Paul McKeever, a Canadian SOLOist, has an outstanding article about the two US Presidential Candidates. I particularly like this snippet:

"McCain condemned the “me-first, country-second crowd”. He said he intends to honour the Stanley family for their sacrifice of their son. He told a touching tale of how he used to to do things “for [his] own pleasure; [his] own pride”, and how he “…didn’t think there was a cause more important than” himself. He explained that, thereafter, he discovered “the limits of [his] selfish independence”, learned that “no man can always stand alone”, and found that “nothing brings greater happiness in life than to serve a cause greater than yourself”. In short: it is right to sacrifice others, it is right to sacrifice oneself, and sacrifice will make you happy. Shorter still: dying makes one happiest of all.

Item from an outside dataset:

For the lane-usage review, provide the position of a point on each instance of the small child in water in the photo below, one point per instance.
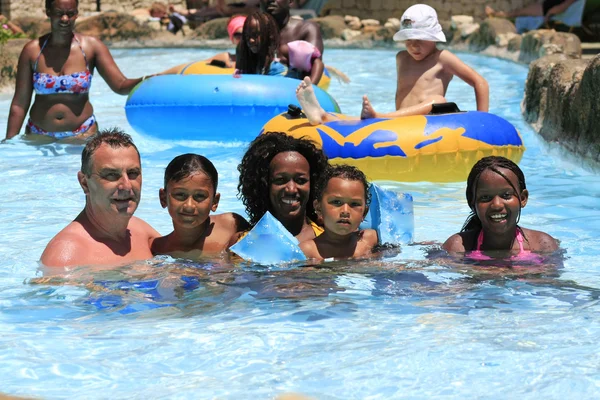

Obama carved a path in the opposite direction, not referring to “sacrifice” at all. Instead, he explained, the “promise of America” is “the fundamental belief that I am my brother’s keeper, I am my sister’s keeper.” Obama explained that that promise “…has led immigrants to cross oceans and pioneers to travel west…”.

The difference is astounding. Whereas McCain says it’s right to sacrifice of oneself, Obama says it is right to move where you will be kept by others."

Truly revealing.

However, I'm going for McCain in this one. Although, like his Democrat counterpart, he pays lip service to altruism, he:

a) wants to lower taxes in general; whereas Obama is all for raising taxes across the board (disgustingly, to the applause of many of his supporters), and the redistribution of wealth.

b) wants to continue fighting the War on Terror, which is, at best, something Obama is trying to avoid (even though McCain and Palin seem to be justifying the War on Terror as "God's plan" -sounds similar to jihad?)

With candidates like these two, I can see why most Americans don't vote.

2 comments:

mexaguil said...

No, It is not the candidates its the people, these candidates are popular because they say what the people want to hear.

Callum said...

mexaguil, you have to consider why the candidates are saying the things they are -and why they are received the way they are, which is what you are trying to get at.

America is under constant bombardment by the altruist/collectivist ideals which have gripped Europe over the past few decades. The difference is, the candidates are promoting the same socialist ideals under a different banner. Obama talks about the "promise" of America. What he doesn't understand is, America has no "promise" -apart from leaving you alone to produce. People got rich off their own efforts -no one was guaranteed wealth, as Obama seems to think. Indeed, many people also didn't succeed in America, and moved back to Europe.

Also, I've heard McCain speak more than once about the "common good", the "American worker", etc. Rhetoric that would be familiar to any Russian in 1917.